No puedo saber qué sentimiento poblaba el cementerio solitario con sus lápidas grabadas, su puerta, sus dos árboles, su horizonte plano, circundado por un muro roto, y la luna creciente recién salida, que atestiguaba la caída de la tarde.

Los dos barcos navegando en un mar aletargado me parecían fantasmas marinos.

Pasé rápidamente el diablo que sujetaba el fardo de un ladrón a su espalda: me inspiraba terror.

También me lo inspiraba la negra figura cornuda sentada a solas en una roca, que vigilaba a lo lejos a una muchedumbre agrupada alrededor de una horca.
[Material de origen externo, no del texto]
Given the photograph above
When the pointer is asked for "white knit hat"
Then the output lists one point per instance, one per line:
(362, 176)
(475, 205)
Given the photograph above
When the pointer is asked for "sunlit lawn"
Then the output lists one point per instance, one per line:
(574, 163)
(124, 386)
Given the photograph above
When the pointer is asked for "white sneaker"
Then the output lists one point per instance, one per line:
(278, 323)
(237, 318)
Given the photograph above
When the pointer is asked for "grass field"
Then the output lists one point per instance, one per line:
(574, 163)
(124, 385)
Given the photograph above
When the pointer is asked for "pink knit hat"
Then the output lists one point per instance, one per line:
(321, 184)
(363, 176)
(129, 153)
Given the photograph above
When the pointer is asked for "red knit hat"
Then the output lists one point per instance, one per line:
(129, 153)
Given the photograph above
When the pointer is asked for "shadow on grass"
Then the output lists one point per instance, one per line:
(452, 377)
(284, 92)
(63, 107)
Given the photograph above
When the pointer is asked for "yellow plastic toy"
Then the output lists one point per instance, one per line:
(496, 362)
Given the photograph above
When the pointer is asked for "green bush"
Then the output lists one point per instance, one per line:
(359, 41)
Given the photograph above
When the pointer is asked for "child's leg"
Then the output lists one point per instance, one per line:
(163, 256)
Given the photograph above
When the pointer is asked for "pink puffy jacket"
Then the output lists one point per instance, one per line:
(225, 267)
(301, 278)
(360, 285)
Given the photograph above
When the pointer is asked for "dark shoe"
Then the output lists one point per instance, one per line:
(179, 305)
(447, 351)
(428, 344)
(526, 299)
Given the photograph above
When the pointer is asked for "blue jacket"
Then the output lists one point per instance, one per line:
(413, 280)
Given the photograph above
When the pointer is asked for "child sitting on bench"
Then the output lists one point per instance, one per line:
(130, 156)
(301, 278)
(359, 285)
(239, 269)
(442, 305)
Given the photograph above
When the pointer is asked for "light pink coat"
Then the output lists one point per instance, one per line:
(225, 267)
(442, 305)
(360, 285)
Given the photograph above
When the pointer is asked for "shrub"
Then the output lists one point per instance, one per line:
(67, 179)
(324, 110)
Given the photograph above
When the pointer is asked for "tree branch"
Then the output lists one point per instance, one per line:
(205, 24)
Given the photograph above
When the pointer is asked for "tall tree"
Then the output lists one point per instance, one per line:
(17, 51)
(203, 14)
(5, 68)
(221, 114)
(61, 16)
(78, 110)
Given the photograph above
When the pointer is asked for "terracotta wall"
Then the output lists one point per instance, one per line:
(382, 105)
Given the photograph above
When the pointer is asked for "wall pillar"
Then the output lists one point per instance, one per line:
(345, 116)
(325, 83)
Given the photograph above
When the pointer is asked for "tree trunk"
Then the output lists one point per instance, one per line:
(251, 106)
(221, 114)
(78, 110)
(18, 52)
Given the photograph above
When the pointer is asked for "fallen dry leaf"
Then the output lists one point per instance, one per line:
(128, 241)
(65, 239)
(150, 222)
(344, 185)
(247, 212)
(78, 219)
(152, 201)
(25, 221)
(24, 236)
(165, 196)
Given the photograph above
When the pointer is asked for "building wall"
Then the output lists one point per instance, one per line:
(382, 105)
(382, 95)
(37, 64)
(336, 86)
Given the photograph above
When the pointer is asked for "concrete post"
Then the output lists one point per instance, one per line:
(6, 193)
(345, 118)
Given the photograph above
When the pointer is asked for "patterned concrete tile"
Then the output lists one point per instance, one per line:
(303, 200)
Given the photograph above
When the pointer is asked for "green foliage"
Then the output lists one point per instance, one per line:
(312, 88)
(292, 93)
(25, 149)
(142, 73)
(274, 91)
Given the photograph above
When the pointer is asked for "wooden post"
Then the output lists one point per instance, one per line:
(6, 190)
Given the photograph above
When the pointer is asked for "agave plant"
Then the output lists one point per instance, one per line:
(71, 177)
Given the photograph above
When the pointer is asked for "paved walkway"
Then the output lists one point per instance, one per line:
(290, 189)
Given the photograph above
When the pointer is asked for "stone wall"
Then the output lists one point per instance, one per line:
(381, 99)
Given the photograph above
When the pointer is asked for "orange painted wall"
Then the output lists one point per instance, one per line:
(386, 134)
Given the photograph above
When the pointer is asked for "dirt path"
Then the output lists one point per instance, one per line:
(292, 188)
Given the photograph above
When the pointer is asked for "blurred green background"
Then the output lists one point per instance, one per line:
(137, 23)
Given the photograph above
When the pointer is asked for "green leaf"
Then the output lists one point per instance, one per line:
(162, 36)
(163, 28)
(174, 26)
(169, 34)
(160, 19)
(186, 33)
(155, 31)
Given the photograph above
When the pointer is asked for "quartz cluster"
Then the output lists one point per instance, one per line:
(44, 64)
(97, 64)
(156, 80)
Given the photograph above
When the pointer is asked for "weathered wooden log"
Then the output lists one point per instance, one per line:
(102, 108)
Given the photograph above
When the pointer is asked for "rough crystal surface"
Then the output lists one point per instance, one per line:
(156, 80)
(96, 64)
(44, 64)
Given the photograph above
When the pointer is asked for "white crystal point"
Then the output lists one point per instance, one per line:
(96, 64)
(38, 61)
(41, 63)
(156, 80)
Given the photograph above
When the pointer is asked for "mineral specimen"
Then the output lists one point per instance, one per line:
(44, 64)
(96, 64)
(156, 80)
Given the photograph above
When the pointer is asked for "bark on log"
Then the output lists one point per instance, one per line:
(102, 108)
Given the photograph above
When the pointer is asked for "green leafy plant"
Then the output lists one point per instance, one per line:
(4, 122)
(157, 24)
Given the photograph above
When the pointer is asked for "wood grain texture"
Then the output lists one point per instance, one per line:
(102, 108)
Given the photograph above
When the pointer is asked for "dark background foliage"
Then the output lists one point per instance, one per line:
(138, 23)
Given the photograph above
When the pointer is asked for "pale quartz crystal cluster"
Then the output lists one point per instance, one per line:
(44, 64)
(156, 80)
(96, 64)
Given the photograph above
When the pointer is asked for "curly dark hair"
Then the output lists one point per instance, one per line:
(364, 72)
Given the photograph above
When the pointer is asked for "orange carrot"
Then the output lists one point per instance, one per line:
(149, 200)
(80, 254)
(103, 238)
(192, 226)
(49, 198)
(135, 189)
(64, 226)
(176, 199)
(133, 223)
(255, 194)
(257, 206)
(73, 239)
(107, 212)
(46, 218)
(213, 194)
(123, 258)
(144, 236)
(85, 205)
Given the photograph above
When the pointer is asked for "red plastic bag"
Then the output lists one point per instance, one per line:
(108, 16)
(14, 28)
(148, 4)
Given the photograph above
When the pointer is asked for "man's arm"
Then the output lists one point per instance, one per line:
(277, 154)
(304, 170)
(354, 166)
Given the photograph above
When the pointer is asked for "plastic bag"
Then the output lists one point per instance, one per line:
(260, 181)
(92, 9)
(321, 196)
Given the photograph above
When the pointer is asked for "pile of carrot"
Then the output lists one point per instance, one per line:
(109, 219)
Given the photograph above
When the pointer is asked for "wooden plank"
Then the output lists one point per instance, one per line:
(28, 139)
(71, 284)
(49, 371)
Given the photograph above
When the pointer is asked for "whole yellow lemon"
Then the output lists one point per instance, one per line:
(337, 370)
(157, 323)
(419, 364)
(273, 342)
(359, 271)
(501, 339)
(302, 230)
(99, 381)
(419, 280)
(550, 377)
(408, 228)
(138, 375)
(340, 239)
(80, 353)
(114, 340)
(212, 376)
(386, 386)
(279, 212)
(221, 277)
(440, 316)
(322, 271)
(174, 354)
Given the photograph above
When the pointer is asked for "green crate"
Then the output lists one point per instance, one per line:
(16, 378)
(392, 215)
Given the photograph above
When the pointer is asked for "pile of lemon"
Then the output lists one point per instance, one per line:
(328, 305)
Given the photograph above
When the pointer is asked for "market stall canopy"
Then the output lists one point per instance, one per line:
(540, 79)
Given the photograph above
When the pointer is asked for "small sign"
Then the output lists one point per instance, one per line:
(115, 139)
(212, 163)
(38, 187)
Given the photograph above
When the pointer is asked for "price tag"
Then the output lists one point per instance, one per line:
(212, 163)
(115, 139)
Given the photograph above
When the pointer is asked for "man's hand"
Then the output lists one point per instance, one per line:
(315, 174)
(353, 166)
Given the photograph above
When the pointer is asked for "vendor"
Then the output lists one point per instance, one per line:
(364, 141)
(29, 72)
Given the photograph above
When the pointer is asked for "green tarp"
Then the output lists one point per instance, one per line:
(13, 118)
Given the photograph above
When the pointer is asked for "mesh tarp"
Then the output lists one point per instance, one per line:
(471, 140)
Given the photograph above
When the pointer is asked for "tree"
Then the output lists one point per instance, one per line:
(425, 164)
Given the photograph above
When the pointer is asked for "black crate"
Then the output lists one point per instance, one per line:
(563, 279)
Cada imagen contaba una historia, a menudo misteriosa para mi comprensión rudimentaria y mis sentimientos imperfectos, pero fascinante a pesar de ello; tan fascinante como los cuentos que Bessie contaba a veces en las tardes de invierno, si estaba de buen humor. En aquellas ocasiones, habiendo acercado su tabla de planchar a la chimenea del cuarto de los niños, nos permitía sentarnos alrededor, y mientras ella se ocupaba de fruncir las puntillas de la señora Reed o plegar los bordes de sus gorros de dormir, alimentaba nuestra ávida curiosidad con historias de amor y aventuras sacadas de viejos cuentos de hadas y romances, o (como descubrí más tarde) de las páginas de Pamela y Henry, Conde de Moreland.

Con el Bewick en mi regazo, era feliz, por lo menos feliz a mi manera. Lo único que temía era que me interrumpieran, lo que sucedió demasiado pronto. Se abrió la puerta de la salita.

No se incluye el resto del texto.